取材を通して僕がなによりも驚いたのは、彼らが歩んできた道のりだった。(中略)どんなジャンルであれ、世界王者といえば天賦の才に恵まれた別世界の住人というイメージがないだろうか。僕も、そう思っていた。しかし、10人の世界王者は身体能力が突出しているわけでも、英才教育を受けたわけでも、裕福だったわけでもない。世界に挑む前の時点では、人生に悩み惑う、どこにでもいるような「普通の人」だったのだ。
(「はじめに」より)

つまり本書では、そんな普通の人たちが、どのようにして世界一の座に上り詰めていったのか、その真相に迫っているわけです。きょうはChapter I「どん底から這い上がる」のPart 2に登場する、DJ Shintaroに焦点を当ててみたいと思います。

1年にわたり、1日8時間スクラッチの練習

DJ Shintaro(以下シンタロウ)は、2013年に世界最大のDJコンペティションとして知られる「レッドブル・スリースタイル(Red Bull Thre3style)」を、史上最年少かつ史上唯一のアジア人として制したDJ。

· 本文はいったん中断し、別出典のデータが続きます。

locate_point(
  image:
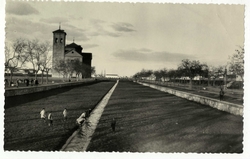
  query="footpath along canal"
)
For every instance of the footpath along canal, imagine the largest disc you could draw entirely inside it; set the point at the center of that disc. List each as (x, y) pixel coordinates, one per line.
(149, 120)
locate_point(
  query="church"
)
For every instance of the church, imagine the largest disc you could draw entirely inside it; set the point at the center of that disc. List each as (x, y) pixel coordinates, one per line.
(72, 51)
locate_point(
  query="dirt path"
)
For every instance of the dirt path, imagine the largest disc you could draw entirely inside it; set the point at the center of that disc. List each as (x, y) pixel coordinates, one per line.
(152, 121)
(25, 130)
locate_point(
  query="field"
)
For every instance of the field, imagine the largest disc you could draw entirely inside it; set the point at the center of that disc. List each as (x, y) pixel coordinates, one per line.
(25, 130)
(152, 121)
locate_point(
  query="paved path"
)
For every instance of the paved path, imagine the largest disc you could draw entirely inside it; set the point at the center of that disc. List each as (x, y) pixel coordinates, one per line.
(152, 121)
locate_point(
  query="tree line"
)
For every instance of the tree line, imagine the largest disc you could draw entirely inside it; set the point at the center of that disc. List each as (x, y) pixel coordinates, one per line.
(36, 53)
(193, 68)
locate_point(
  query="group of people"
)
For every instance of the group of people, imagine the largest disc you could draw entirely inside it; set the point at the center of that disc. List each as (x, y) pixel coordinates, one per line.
(79, 121)
(83, 117)
(50, 118)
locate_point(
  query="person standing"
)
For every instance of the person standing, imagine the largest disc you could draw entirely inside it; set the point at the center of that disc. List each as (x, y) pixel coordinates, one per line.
(81, 119)
(50, 119)
(65, 114)
(43, 114)
(221, 94)
(113, 124)
(17, 83)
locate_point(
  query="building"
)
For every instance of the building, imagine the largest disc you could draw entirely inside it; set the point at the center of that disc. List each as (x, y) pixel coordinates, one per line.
(72, 51)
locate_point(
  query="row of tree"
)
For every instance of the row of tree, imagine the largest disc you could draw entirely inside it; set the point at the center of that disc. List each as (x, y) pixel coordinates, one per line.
(192, 68)
(22, 52)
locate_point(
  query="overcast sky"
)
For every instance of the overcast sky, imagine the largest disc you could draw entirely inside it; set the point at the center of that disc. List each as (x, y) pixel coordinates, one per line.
(124, 38)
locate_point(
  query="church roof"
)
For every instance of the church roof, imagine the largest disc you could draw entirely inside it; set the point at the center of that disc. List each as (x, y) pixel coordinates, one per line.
(72, 45)
(59, 31)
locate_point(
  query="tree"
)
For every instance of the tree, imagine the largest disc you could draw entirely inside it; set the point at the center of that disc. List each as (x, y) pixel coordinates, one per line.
(35, 51)
(215, 72)
(46, 64)
(164, 74)
(60, 67)
(157, 74)
(236, 64)
(191, 69)
(15, 56)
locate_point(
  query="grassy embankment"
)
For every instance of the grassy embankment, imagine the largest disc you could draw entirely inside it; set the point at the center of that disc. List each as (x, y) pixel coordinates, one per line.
(24, 130)
(152, 121)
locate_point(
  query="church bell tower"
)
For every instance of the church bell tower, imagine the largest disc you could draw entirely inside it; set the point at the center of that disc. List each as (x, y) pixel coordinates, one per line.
(59, 40)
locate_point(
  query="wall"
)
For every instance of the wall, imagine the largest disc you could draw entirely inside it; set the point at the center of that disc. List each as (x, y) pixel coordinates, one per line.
(220, 105)
(33, 89)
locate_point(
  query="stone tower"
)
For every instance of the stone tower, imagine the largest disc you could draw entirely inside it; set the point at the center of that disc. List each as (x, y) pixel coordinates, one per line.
(59, 40)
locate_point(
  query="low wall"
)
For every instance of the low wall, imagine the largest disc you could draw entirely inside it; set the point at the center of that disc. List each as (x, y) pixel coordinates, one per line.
(220, 105)
(33, 89)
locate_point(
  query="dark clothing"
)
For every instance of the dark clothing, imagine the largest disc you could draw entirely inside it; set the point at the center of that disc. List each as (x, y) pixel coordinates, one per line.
(221, 94)
(113, 123)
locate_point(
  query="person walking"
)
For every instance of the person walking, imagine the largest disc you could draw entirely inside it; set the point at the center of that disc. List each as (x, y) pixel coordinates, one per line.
(65, 114)
(50, 119)
(17, 83)
(81, 119)
(113, 124)
(221, 94)
(43, 114)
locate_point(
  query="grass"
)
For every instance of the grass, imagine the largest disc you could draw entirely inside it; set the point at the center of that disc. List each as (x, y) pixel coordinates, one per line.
(152, 121)
(24, 130)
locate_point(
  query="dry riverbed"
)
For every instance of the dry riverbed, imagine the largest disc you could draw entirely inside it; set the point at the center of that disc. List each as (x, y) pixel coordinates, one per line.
(24, 130)
(152, 121)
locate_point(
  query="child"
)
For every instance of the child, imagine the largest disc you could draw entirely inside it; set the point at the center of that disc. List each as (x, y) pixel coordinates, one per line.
(50, 119)
(113, 123)
(43, 114)
(221, 94)
(65, 114)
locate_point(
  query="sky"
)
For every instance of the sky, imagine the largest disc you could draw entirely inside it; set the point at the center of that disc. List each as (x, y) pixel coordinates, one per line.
(125, 38)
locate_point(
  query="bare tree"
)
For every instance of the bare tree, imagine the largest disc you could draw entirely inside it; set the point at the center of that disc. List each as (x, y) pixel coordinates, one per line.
(15, 56)
(35, 52)
(191, 69)
(236, 64)
(60, 68)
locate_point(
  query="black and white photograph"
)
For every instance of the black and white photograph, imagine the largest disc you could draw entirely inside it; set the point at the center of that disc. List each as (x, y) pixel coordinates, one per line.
(112, 77)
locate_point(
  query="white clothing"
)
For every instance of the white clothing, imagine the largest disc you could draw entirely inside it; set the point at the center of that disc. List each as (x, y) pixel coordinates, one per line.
(65, 113)
(81, 118)
(50, 116)
(43, 113)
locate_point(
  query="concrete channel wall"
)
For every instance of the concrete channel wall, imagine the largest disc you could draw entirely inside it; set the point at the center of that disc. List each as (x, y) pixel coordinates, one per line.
(34, 89)
(220, 105)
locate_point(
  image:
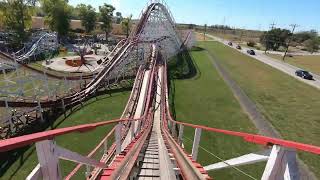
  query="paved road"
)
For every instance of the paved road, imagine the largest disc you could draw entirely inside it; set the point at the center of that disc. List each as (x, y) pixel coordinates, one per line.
(263, 125)
(282, 66)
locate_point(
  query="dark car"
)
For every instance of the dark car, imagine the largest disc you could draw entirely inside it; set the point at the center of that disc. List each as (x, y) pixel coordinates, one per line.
(251, 52)
(304, 74)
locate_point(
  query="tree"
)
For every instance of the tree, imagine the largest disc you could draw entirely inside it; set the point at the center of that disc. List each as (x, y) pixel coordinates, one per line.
(275, 38)
(106, 14)
(88, 17)
(119, 17)
(57, 16)
(312, 45)
(17, 17)
(126, 25)
(304, 36)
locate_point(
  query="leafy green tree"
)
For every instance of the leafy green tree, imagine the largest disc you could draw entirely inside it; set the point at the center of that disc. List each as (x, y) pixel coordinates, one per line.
(304, 36)
(275, 38)
(312, 45)
(126, 25)
(17, 17)
(119, 17)
(106, 14)
(88, 17)
(57, 15)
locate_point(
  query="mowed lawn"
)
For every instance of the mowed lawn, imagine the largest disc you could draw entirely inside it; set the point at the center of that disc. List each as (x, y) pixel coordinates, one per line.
(309, 63)
(290, 105)
(203, 98)
(105, 108)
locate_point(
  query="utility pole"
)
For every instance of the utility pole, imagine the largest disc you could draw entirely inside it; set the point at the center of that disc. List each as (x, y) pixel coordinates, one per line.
(204, 32)
(273, 25)
(294, 26)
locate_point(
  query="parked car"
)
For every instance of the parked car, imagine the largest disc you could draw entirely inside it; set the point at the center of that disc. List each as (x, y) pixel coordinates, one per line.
(251, 52)
(304, 74)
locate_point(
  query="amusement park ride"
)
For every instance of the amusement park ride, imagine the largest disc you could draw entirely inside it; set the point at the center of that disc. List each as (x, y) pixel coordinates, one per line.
(148, 141)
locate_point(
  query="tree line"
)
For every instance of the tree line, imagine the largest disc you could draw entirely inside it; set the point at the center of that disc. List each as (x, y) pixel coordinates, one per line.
(277, 37)
(16, 16)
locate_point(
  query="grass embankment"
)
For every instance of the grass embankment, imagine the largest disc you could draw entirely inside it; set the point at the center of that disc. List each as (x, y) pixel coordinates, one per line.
(309, 63)
(198, 95)
(290, 105)
(105, 108)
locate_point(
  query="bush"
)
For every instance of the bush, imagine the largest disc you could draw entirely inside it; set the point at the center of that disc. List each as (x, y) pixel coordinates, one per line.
(251, 43)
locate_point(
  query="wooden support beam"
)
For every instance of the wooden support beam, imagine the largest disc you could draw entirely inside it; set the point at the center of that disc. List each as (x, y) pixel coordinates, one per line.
(118, 138)
(180, 137)
(48, 160)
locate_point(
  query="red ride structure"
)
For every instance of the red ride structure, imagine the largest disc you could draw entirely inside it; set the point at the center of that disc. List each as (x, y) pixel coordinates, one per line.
(148, 142)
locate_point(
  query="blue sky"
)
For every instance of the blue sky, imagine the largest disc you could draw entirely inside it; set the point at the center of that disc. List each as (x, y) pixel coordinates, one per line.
(250, 14)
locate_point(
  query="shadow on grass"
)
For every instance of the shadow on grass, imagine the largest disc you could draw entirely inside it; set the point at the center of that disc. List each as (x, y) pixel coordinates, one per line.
(181, 67)
(7, 159)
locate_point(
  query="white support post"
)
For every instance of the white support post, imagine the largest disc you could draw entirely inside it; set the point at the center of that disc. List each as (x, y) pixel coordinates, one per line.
(9, 115)
(196, 142)
(88, 171)
(251, 158)
(118, 138)
(173, 129)
(282, 164)
(48, 160)
(41, 111)
(63, 105)
(35, 174)
(180, 137)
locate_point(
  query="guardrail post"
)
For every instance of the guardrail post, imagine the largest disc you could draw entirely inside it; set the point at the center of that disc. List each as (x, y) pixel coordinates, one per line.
(88, 171)
(282, 164)
(173, 129)
(180, 137)
(40, 109)
(48, 160)
(118, 138)
(196, 142)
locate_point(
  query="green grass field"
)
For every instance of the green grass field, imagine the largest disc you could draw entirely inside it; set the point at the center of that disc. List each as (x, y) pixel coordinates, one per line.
(198, 95)
(290, 105)
(105, 108)
(309, 63)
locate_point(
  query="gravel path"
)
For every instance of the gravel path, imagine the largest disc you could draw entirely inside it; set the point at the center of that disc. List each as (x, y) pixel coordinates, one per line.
(282, 66)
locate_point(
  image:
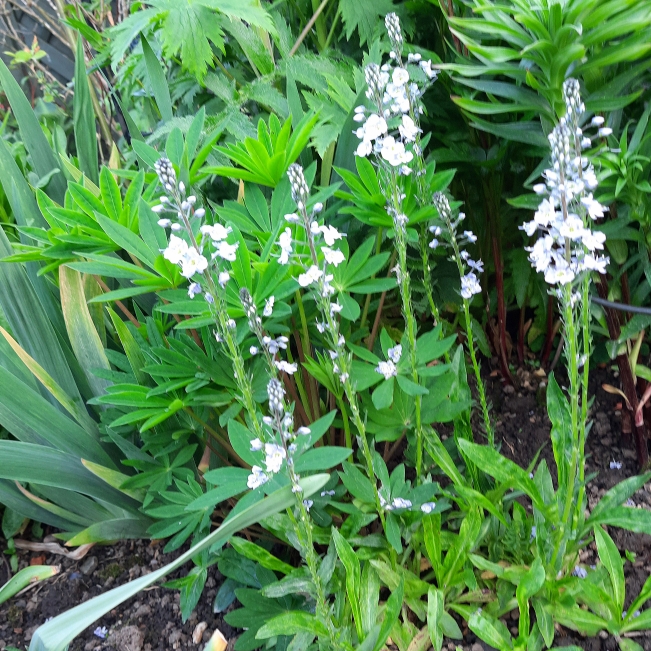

秋田に生まれ育つも、「ちょっとグレちゃって」高校を1学期で中退。そんな時期に、友人から借りたアメリカの人気DJ、A-TrakのDVDに感化されてDJを開始したそうです。とはいえ、それは暇つぶしのひとつ。18歳のときに上京したのも、高校卒業後に上京するという彼女を追いかけたにすぎなかったのだといいます。

東京に出てきて、すぐに通い始めたのがスクラッチのスクールだった。スクラッチとは、回転しているレコードを反対側に動かすプレーで、安易なイメージだが、DJがヘッドホンを片耳にあてながらレコードをキュッキュッとこする、あの動作を指す。(38ページより)

ところが、アルバイトをしながらスクラッチを学ぶという生活のリズムができはじめたころ彼女にふられ、そこからスクラッチ漬けの生活がはじまったというのです。

「東京に出てきた目的が彼女だったし、友達もいないから、やることがスクラッチしかなくなって、1年ぐらい、1日8時間は練習していましたね。渋谷にバイトしに来て、帰ったらメシも食わずにずっと練習して、気づいたら朝みたいな。最初のころは腱鞘炎になって。電車に乗るときもフェーダー(DJ用ミキサーの音量を調整するつまみ)をカチカチやっていて、ホント病気(笑)。なにかに一番はまった時期だったかもしれない」(40ページより)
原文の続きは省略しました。